Co-evolutionary analysis meets machine learning for modelling biomolecular structures and interactions
CECAM-HQ-EPFL, Lausanne, Switzerland
In the last decade, coevolutionary methods have revolutionized the field of computational structural biology. They form the basis of today’s best performing computational methods for the predictions of protein and RNA structures, as demonstrated by the success of the top-performing teams in the last CASP competitions.

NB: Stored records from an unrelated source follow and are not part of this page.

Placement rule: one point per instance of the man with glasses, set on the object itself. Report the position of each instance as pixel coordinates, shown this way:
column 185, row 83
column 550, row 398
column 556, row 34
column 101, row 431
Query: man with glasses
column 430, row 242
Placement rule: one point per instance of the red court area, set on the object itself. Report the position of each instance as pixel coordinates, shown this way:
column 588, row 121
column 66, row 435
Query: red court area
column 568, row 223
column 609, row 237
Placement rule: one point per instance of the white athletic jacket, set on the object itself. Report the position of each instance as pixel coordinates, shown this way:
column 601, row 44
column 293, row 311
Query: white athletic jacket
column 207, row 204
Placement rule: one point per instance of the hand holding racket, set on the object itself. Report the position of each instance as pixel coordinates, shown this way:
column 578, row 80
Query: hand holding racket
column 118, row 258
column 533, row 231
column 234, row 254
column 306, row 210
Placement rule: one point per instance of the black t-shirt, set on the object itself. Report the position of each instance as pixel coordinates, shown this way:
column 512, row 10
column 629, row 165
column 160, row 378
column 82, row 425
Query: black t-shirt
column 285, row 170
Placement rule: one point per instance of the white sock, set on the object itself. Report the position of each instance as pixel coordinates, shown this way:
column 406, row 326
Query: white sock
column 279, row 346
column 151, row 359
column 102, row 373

The methodological advances have allowed the successful study of protein structures, complexes and interactions networks by sequence variation analysis .

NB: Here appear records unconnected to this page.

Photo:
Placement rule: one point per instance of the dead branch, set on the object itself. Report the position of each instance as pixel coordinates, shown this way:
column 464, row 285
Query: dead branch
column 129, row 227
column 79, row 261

At the core, these methods rely on the statistical analysis of patterns of correlated mutations in large multiple sequence alignments. Based on the hypothesis that pairs of amino-acids in close spatial proximity display correlated mutations, coevolutionary methods aim at solving the inverse problem which consists of inferring structural proximity of residues from the observation of correlated mutations in natural sequences. The advent of high-throughput sequencing, leading to large databases of homologous protein sequences, and the development of theoretical tools to deal with correlated mutations lead to major breakthroughs in the field and in particular to the development of Direct-Coupling Analysis (DCA) , which laid the foundation for subsequent refinements and led to an impressive number of novel structural insights.
Recently, applications of deep neural-networks to the protein-structure prediction problem have demonstrated the power of using supervised-learning to extract precise structural information from DCA results [3,4], attaining unprecedented accuracy in terms of protein structure prediction. Crucially, these models rely on efficient neural-network architectures originally developed for unrelated image processing task, which have been efficiently repurposed for the task of predicting biomolecular structures.
We are today living an exciting time, where the convergence of coevolutionary analysis and machine learning techniques raises several key questions and exciting novel directions: What methodological advances will allow the accurate study of protein families with very little available sequence information? What is the potential for doing rational sequence-based protein design? Can the methods recently applied to the single domain prediction easily be applied to the problem of predicting protein complexes? Can conformational ensembles be predicted from sequence covariations? What are promising directions to study coevolution patterns in disordered proteins where alignments may be difficult or even impossible to obtain?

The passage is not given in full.